Median overall survival, for the entire cohort, was 33.6 months, with a five-year survival rate of 20%.
The objective of the retrospective study was to determine whether the latest extended pleurectomy decortication surgery or the older, lung-sacrificing extrapleural pneumonectomy was more effective as part of bicavitary resection. The results were not even close.
From the date of the second surgery, median overall survival was only 13.5 months for those undergoing the EPP, but 58.2 months for those having the extended P/D. The median progression-free survival was 12.9 months vs. 26.3 months for EPP and ePD groups, respectively, following the first surgery.
Dr. David Sugarbaker Pioneered EPP Surgery
Results of the study are one reason Baylor – like many specialty centers treating mesothelioma –has moved away from the once-groundbreaking EPP surgery that was made popular by the heralded thoracic surgeon and mesothelioma specialist Dr. David Sugarbaker.
Sugarbaker, who became known as Mr. Mesothelioma during his more than two decades at Brigham and Women’s Hospital in Boston, came to Baylor Medical Center in 2014 as director of The Lung Institute. He died in 2018.
“The choice of operative procedure reflects a shift from EPP to ePD in our institution that is similar to many mesothelioma centers,” authors wrote. “EPD is now our standard approach for the majority of patients.”
Earlier studies involving only pleural mesothelioma in the thoracic cavity had shown similar survival times when comparing the two surgeries, but a quicker recovery and a lower morbidity rate with the ePD.
In this study, there were no immediate deaths following the first surgery, and all 14 patients proceeded to the second surgery. There were two patients – both starting with the EPP – who died within 90 days of the abdominal surgery.
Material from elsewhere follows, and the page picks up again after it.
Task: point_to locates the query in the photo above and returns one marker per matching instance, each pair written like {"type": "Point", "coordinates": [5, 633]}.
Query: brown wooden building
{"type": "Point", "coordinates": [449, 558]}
“When considering bicavitary cytoreductive surgery for mesothelioma, we would recommend only performing ePD and avoiding EPP in this cohort of patients,” authors concluded.
Baylor Medical Center thoracic surgeon Dr. R. Taylor Ripley was the lead author of the study. One of the co-authors was surgical oncologist Dr. Paul Sugarbaker, brother of Dr. David Sugarbaker and a pioneer in advancing treatments for peritoneal mesothelioma. He last served at MedStar Washington Hospital Center.